How much does it cost to run a REST API for a small SaaS in the UK?

For your first 100-500 users, essentially nothing. Supabase's free tier handles 500MB of database storage and 50,000 monthly active users. Railway's starter plan is pay-as-you-go from about GBP4/month. You are looking at under GBP10/month total until you have meaningful traction.

Should I use Express.js or Next.js API routes for my backend?

If your front end is already on Next.js/Vercel, API routes keep everything in one place and simplify deployment. If you want a standalone backend (easier to scale independently, clearer separation of concerns), Express.js on Railway is the better choice. For most early-stage SaaS products, either works fine.

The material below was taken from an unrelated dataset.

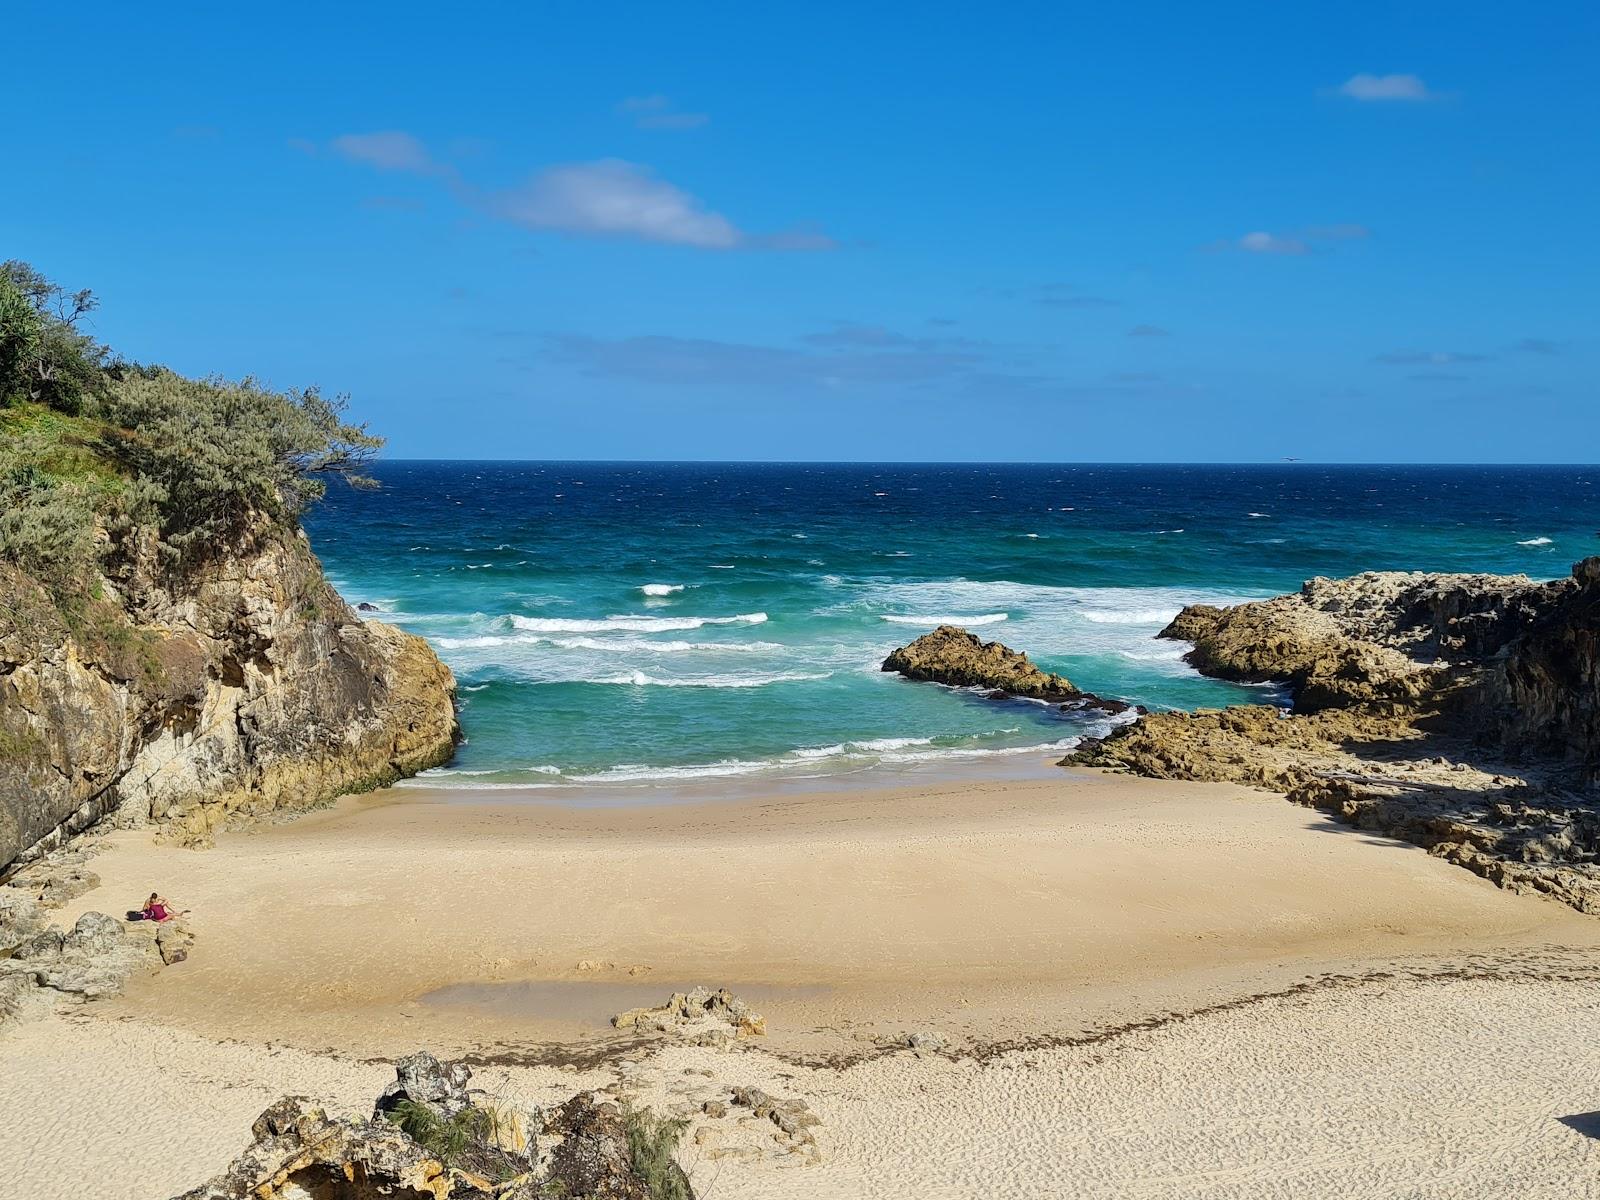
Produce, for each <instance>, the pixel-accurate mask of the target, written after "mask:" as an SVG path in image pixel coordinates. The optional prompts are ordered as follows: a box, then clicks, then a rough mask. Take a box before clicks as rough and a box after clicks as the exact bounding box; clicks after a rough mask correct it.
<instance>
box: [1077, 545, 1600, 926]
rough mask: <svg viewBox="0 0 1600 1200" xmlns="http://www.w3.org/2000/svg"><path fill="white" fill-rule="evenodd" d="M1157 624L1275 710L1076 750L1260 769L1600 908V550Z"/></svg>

Do I need to worry about GDPR for my API?

Yes. If you store any personal data (names, emails, IP addresses), you need to comply with UK GDPR. At minimum: add a data deletion endpoint, document what data you collect and why, use a European hosting region, and include a privacy policy. Supabase's EU region and Railway's EU infrastructure make this straightforward.

How do I handle API versioning?

Start simple. Prefix your routes with /api/v1/ from day one. When you need breaking changes later, create /api/v2/ routes alongside the old ones. Claude Code can help you refactor routes into versioned modules when the time comes. Do not over-engineer versioning before you have paying users.